§ 2409 - Financial transactions
§ 2409. Financial transactions
(a) No assets held in a fiduciary capacity shall be mingled with the investments of the independent trust company or be liable for the debts or obligations of the independent trust company. Independent trust companies shall keep all monies, property, or securities held separate and apart from the assets of the company and all assets held by the independent trust company as a fiduciary shall be designated in a manner that the owner, trust or estate to which such assets belong may be clearly identified.
(b) Consistent with its fiduciary obligations, every independent trust company holding funds awaiting investment or distribution may deposit or leave on deposit such funds with a federally insured state or national bank. The funds shall not be deposited or left with the same corporation or association depositing or leaving on deposit such funds, nor with a corporation or association holding or owning a majority of the capital stock of or other voting interest in the independent trust company making or leaving the deposit, unless the corporation or association shall first pledge, as security for the deposit, securities eligible for investment by state banks that have a market value equal to that of the deposited funds. No security shall be required with respect to any portion of such deposits which are insured under the provisions of any law of the United States.
(c) An independent trust company acting in any capacity under a trust, unless the instrument creating the trust provides otherwise, may cause any securities or other property held by it in its representative capacity to be registered in the name of a nominee or nominees of the independent trust company.
(d) An independent trust company when acting as depositary or custodian for the personal representative of a trust, unless the instrument creating the trust provides otherwise, may with the consent of the personal representative of the trust, cause any securities or other property held by it to be registered in the name of a nominee or nominees of the independent trust company.
(e) An independent trust company shall be liable for any loss occasioned by the acts of any of its nominees with respect to securities or other property registered under subsections (c) and (d) of this section.
(f) No corporation or the registrar or transfer agent thereof shall be liable for registering or causing to be registered upon the books of the corporation any securities in the name of any nominee of an independent trust company or for transferring or causing to be transferred upon the books of the corporation any securities theretofore registered by the corporation in the name of any nominee of an independent trust company, as provided in this section, when the transfer is made on the authorization of the nominee.
(g) In its discretion, and subject to provisions of subsection (h) of this section, an independent trust company may associate together for common investment the funds of individual trusts held by it whether created by order of court or otherwise, if the terms of the trust do not require a separate investment.
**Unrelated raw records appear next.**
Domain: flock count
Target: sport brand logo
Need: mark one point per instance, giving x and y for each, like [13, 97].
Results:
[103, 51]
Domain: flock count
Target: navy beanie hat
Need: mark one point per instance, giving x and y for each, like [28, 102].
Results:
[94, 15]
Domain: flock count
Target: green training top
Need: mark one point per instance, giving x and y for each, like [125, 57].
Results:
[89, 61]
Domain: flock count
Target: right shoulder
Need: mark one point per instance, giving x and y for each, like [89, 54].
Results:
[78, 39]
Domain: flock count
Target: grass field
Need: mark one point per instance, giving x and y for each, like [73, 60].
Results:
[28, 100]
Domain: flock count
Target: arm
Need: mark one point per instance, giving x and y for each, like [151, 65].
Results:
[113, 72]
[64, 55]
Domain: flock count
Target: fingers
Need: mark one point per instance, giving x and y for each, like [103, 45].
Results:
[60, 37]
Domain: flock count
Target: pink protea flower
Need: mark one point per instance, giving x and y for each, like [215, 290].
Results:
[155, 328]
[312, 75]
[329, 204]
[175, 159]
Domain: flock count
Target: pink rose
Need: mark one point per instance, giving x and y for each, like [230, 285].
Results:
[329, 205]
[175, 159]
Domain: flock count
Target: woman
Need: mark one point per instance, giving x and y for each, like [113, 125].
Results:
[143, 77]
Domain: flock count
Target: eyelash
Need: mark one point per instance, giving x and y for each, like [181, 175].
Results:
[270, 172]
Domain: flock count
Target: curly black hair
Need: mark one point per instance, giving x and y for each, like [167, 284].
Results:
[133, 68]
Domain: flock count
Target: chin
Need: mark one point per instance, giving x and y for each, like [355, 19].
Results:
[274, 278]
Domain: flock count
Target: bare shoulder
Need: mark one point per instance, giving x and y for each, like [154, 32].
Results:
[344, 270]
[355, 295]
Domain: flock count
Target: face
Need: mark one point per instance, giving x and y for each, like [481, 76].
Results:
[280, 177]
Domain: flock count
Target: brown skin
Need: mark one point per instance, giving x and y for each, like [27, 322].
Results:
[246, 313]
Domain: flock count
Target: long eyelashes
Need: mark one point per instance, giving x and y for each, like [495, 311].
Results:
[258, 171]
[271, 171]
Without limiting the generality of the foregoing, an independent trust company may collectively invest funds received or held as fiduciary as follows:
(1) In a common trust fund maintained by the independent trust company exclusively for the collective investment and reinvestment of monies contributed thereto by the independent trust company in its capacity as executor, administrator, guardian or trustee under a will or deed;
(2) In a fund consisting solely of assets of retirement, pension, profit sharing, stock bonus, or other trusts which are exempt from federal income taxation under the Internal Revenue Code;
(3) In a common trust fund, maintained by the independent trust company exclusively for the collective investment and reinvestment of monies contributed thereto by the independent trust company in its capacity as managing agent.
(h) An independent trust company may create a trust investment account to which may be entrusted for investment the whole or any part of the funds of trust permissible to be associated as provided in subsection (g) of this section. Where an independent trust company which has established an associated trust investment account is the cotrustee of a trust permissible to be associated as provided in subsection (g) of this section, the whole or any part of the funds of the trust may be entrusted to that account for investment if all cotrustees of the trust consent thereto. An individual trust whose funds are thus associated shall at all times be the equitable owner of its pro rata share of the funds of the associated trust investment account and shall share pro rata the net income of that account and the net increase or decrease of its principal for any reason during the time its funds are a part of the associated trust investment account. The net income shall be distributed pro rata to the individual trust accounts at reasonable intervals. Funds of individual trusts transferred to that account or withdrawn therefrom shall be on the basis of the market value of the total funds of the account at the time being.
(i) The board or similarly functioning unit of a limited liability company of an independent trust company is responsible for the proper exercise of fiduciary powers by the independent trust company and each matter pertinent to the exercise of fiduciary powers. The board shall adopt and follow written policies and procedures adequate to maintain its fiduciary activities in compliance with applicable law. The policies and procedures shall include, for the company and its directors, officers, managers, members, employees, and agents, methods for preventing conflicts of interest, self-dealing, and the improper use of material inside information in connection with any decision or recommendation made as a fiduciary. The written policies and procedures shall also prescribe the investment and disposition of property held in a fiduciary capacity. (Added 1997, No. 98 (Adj. Sess.), § 8b.)